In questo modo, egli riesce finalmente a incrinare la vita di Ines, a farle deporre la vana velleità di fare a meno della paterna autorità simbolica e a controllare ossessivamente la propria immagine, e a farla abituare invece a una dolorosa incertezza strutturale che infatti viene riprodotta con successo anche dalla studiatamente ondivaga struttura del film. L’autorità simbolica, oggi, dopo il suo apparente tramonto, non è un appiglio che fornisce (false?) certezze, bensì uno scomodo ma imprescindibile memento su quanto siano sempre e inevitabilmente traballanti le basi che per comodità presumiamo ferme.

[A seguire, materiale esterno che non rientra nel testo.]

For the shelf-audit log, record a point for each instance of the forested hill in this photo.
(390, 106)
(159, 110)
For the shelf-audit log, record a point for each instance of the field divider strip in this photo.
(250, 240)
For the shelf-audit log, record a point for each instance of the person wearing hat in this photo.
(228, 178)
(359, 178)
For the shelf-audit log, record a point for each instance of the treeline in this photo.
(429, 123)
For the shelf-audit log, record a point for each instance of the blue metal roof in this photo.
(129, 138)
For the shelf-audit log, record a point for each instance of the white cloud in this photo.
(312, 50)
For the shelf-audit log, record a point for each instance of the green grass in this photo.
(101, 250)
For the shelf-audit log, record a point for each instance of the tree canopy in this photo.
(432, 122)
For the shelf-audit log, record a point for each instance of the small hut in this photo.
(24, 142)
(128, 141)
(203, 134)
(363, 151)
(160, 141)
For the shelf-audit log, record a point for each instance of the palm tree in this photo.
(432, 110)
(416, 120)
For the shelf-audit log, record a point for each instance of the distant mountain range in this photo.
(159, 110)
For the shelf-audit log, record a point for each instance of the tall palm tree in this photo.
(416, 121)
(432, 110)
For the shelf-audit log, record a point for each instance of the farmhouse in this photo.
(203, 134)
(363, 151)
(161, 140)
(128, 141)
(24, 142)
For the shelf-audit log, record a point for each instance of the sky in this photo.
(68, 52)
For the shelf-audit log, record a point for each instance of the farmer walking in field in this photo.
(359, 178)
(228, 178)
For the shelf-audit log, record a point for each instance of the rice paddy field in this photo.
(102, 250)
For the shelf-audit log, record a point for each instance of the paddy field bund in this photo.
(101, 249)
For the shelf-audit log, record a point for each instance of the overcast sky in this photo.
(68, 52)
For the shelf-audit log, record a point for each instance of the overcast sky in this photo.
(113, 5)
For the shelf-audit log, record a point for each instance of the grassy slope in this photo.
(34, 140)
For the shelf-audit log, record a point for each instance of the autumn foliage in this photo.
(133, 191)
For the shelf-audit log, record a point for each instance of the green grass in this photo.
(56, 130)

E così il ’68, il cui libertarismo paradossalmente aprì la strada proprio al contemporaneo trionfo della deregolamentazione neoliberista e dunque del mondo corporate in cui sguazza (con qualche arranco) Ines, nella persona di Toni propone nientemeno che la riscrittura retroattiva del lascito sessantottino: propone cioè il recupero dell’autorità paterna, senza dubbio ridefinita e reinventata ma pur sempre ripristinata.